The Ladies Farm by Viqui Litman
(Crown, $23, G) ISBN 0-609-60380-9
***
I picked up The Ladies Farm shortly after finishing Lorna Landvik's delightful Patty Jane's House of Curl, looking for a similar story of female bonding. However, what I found was darker, edgier and not as enjoyable. The novel is still a promising debut, despite its shortcomings. Be sure to have plenty of hankies by your side if you read it.

Della Brewer's quiet Sunday is ruined when Barbara Morrison arrives at The Ladies Farm in Sydonia, Texas. This former bed-and-breakfast is now a women's retreat, complete with beauty salon, crafts classes and other activities.

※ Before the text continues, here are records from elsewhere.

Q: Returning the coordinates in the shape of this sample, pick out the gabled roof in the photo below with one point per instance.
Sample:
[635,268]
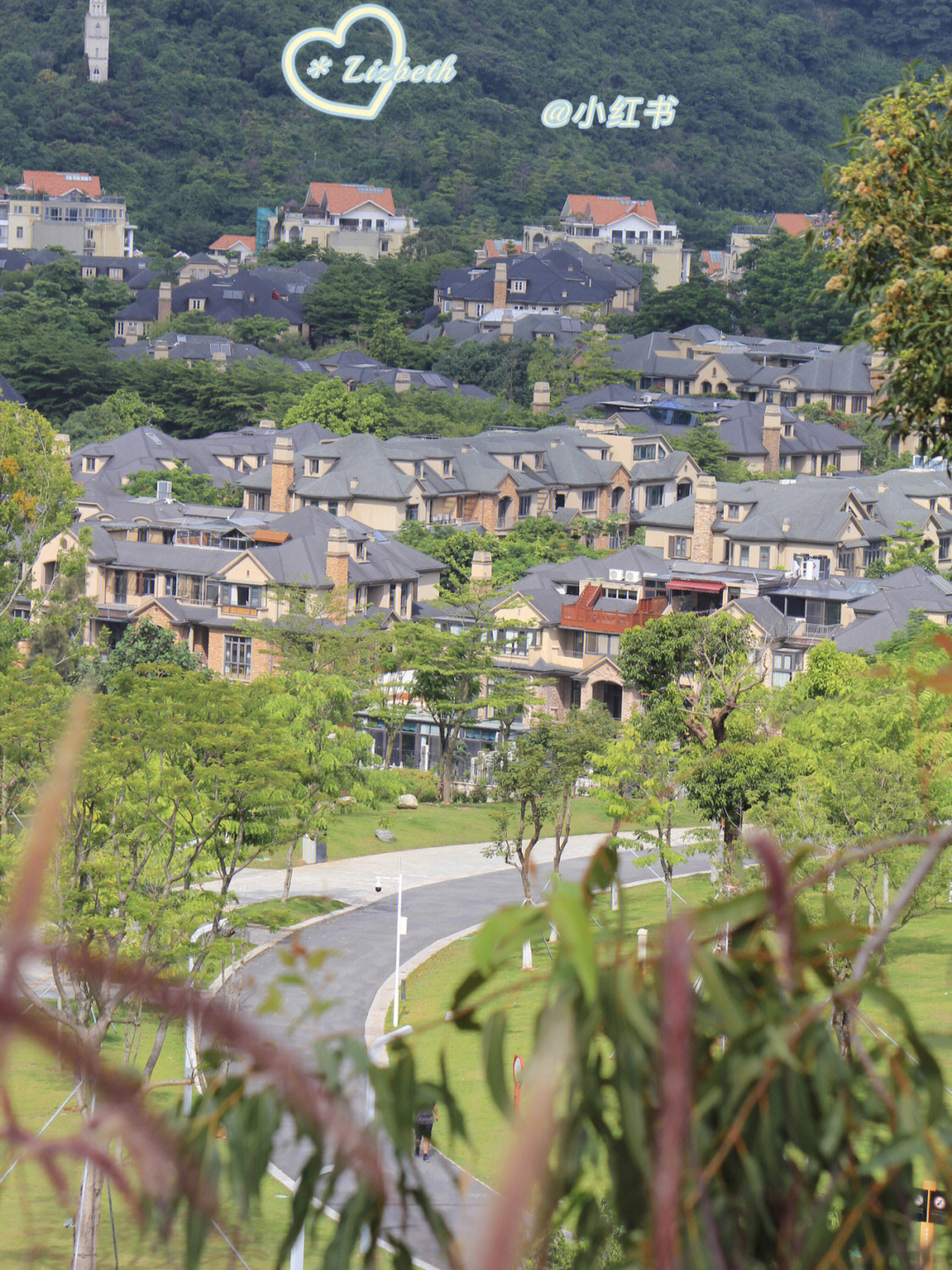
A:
[227,241]
[342,198]
[792,222]
[606,211]
[60,183]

Della is dismayed to see her ex-lover's widow drive up in her bright red Thunderbird. What could the wealthy, smug Barbara possibly want at The Ladies Farm?

Surprisingly, Barbara has come for an indefinite stay, and her arrival sets off a chain of event that changes The Ladies Farm forever. Rita, the kooky hairdresser, is the least affected by Barbara. But Kat, the efficient business manager; Pauline, the nurturing earth mother; and Della are all thrown for a loop. Barbara's presence causes long-hidden secrets to emerge. Barbara's husband, Richard, had a close relationship with more than one woman at the Ladies Farm before his death. When the truth starts to come out, the very future of the women's sanctuary is suddenly placed in jeopardy. Meanwhile, Barbara has her own reasons for wanting to take up residence at the Farm, which she is willing to reveal only when she's good and ready.

To first-time author Viqui Litman's credit, the novel is extremely well plotted. The various threads of the plot tangle together in surprising ways and then come together in an emotional climax. She deftly combines humor and drama, often in the same scene. She also creates a strong sense of place in Sydonia, Texas and the Farm.

But The Ladies Farm didn't quite gel for me because of the discordant relationships among the characters. I was looking for sisterhood but found antipathy and hostility. Instead of female bonding, I found women fighting over a man who has been dead for more than a year. Granted, they do manage to overcome their initial reactions and work together when the Farm is threatened. And the brittle, cynical Della does come to value the gifts that Barbara offers before it is too late. But there is too much initial bitchiness and not enough nurturing.

A few minor points annoyed me as well. Does every hairdresser in modern fiction have to be ditzy and colorful? Are there any hairdressers out there who object to this stereotyping? And this is the second book I have read recently that featured an aging Baby Boomer who is confronted with a greedy Generation X offspring. Speaking as a woman on the cusp between the two generations, I find this offensive. If this is a trend in modern fiction, I don't want any part of it.

Viqui Litman has enough natural talent that I will consider reading her next novel, although I won't be first in line to buy it. If you're looking for women's fiction that makes you laugh and cry, you could do worse than The Ladies Farm. But if you're looking for the next Patty Jane, this ain't it.